In Romans 8:2 Paul speaks of this impartation of life by the Spirit as a law which operates in every believer:

“For the law of the Spirit, [that] of life in Christ Jesus, hath made me free from the law of sin and death.”

And then the apostle proceeds to show that what the law of Moses “could not do” because of the character of “the flesh,” God sent His own Son to accomplish:

“That the righteousness of the law might be fulfilled in us, who walk not after the flesh, but after the Spirit” (Rom. 8:4).

Thus, besides the moral reason why we should not continue in sin, there is also a very practical reason: the new life which the Spirit has begotten within us. This the apostle emphasizes in Romans 8, as he goes on to say:

“But if the Spirit of Him that raised up Jesus from the dead dwell in you, He that raised up Christ from the dead shall also quicken [give life to] your mortal bodies by His Spirit that dwelleth in you.

“Therefore, brethren, we are debtors, not to the flesh, to live after the flesh” (Vers. 11,12).

This passage is sometimes supposed to refer to the future bodily resurrection of the dead, but note that the Spirit, who dwells in us, energizes our mortal (not dead) bodies.

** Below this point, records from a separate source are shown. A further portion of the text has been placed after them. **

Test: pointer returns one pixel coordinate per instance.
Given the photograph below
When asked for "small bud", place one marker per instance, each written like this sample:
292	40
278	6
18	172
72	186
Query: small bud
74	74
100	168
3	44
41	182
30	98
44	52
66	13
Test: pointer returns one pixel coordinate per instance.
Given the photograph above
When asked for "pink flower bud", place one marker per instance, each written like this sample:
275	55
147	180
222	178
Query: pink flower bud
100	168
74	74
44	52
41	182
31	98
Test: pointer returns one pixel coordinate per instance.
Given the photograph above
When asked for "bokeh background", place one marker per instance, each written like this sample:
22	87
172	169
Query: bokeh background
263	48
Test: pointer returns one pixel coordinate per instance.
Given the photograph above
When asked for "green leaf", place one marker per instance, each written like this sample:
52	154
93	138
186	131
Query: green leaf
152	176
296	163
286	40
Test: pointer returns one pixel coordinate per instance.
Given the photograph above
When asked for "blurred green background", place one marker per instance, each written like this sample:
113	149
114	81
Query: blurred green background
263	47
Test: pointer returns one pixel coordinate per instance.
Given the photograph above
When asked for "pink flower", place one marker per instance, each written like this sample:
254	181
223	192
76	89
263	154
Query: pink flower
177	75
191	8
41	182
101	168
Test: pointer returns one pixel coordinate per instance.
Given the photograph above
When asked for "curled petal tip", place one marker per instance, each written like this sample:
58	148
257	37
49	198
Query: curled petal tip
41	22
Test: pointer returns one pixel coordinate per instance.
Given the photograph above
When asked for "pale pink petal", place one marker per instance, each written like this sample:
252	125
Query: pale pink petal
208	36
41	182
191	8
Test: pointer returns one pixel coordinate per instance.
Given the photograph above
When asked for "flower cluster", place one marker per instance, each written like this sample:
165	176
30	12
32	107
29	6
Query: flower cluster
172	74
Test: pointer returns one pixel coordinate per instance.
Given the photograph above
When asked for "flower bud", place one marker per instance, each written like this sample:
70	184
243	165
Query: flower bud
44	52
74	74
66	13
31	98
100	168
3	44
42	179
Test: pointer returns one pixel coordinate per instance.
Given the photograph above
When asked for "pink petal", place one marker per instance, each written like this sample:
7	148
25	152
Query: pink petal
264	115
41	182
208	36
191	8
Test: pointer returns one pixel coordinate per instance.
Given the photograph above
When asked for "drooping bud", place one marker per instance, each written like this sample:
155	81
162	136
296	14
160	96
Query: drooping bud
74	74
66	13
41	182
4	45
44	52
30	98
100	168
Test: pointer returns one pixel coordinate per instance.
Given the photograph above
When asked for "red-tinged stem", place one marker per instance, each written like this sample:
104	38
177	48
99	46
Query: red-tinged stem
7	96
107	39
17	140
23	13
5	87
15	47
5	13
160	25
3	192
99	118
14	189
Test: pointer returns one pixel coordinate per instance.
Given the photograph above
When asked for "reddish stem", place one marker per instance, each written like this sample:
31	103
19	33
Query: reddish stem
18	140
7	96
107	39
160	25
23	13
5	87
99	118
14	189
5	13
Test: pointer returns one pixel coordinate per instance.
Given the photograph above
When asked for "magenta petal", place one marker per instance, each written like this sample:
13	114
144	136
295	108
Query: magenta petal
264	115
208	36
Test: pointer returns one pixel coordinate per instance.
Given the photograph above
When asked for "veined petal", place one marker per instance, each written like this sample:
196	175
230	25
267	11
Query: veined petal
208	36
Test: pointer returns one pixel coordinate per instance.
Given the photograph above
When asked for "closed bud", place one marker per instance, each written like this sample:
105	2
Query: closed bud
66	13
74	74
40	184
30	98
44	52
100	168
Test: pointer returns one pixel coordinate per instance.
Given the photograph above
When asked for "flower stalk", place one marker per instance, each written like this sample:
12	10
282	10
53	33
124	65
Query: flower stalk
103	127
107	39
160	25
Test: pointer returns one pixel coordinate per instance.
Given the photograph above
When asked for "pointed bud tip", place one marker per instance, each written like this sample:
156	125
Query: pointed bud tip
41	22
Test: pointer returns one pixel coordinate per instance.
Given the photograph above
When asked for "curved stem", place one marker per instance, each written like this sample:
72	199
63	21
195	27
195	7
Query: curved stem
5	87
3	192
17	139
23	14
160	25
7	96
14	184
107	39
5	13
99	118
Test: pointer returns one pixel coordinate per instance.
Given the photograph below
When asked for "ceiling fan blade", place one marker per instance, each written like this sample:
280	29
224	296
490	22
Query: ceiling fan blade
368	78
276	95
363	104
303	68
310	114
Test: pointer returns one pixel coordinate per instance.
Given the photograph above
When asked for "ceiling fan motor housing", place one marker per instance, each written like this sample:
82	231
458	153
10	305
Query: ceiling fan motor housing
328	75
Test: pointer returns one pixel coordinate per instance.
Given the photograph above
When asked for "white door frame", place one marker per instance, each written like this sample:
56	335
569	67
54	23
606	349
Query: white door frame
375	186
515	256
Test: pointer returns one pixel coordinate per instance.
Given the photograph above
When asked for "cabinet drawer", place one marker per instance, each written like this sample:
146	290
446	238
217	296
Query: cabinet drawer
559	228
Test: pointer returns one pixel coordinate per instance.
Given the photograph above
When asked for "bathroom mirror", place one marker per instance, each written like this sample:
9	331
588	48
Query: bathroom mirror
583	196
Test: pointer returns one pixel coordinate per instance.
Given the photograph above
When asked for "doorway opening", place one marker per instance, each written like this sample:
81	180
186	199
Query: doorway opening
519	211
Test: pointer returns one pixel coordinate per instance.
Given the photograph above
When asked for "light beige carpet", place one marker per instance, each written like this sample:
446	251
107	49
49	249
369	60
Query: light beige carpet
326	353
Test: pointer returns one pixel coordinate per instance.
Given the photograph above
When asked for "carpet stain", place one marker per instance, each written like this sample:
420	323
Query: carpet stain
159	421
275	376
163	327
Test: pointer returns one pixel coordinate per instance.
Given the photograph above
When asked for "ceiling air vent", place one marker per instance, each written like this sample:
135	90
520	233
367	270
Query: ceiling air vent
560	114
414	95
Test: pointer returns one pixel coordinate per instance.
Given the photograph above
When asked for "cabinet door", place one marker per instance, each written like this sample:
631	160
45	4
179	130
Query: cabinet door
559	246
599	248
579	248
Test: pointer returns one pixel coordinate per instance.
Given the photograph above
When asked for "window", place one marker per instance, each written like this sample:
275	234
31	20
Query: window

Thus we are debtors—not to sin, but to God.

We cannot excuse ourselves by saying, “I am only human after all,” or “the flesh is weak,” for we have the Holy Spirit within to strengthen our mortal bodies and help us to walk in newness of life.

The judicial and practical aspects of our resurrection with Christ are, however, closely intertwined. Ephesians 2:4-6 seems to refer to both at the same time:

“But God, who is rich in mercy, for His great love wherewith He loved us,

“Even when we were dead in sins, hath quickened us together with Christ, (by grace ye are saved;)

“And hath raised us up together, and made us sit together in heavenly places in Christ Jesus.”

Thus the believer’s position is already in heaven, and by faith, through the power of the Spirit, he may occupy that position and enjoy its blessings experientially. This is why the apostle opens the Ephesian epistle with the doxology:

“Blessed be the God and Father of our Lord Jesus Christ, who hath blessed us with all spiritual blessings in heavenly places in Christ” (Eph. 1:3).

And this is why he challenges the Colossians:

“If ye then be risen with Christ, seek those things which are above, where Christ sitteth on the right hand of God.

“Set your affection on things above, not on things on the earth.

“For ye are dead, and your life is hid with Christ in God” (Col. 3:1-3).


  1. Lit., “from above,” but used to express: from the top, from the start, from the very beginning.
  2. We are aware of the fact that the Greek word for actual resurrection (anastasis, lit., standing up) is used almost exclusively of bodily resurrection. The words, zoopoieo, to quicken or reanimate, and egeiro, to awaken or rouse up, are the ones mainly used in connection with our present subject. This does not mean, however, that resurrection is not here contemplated, any more than that quickening or awakening are not contemplated where bodily resurrection is concerned. It is simply a matter of emphasis, for in the doctrine we are here considering, the impartation of resurrection life is mainly in view. All three words: zoopoieo, egeiro, and anastasis are used in I Corinthians 15 with reference to the resurrection of Christ.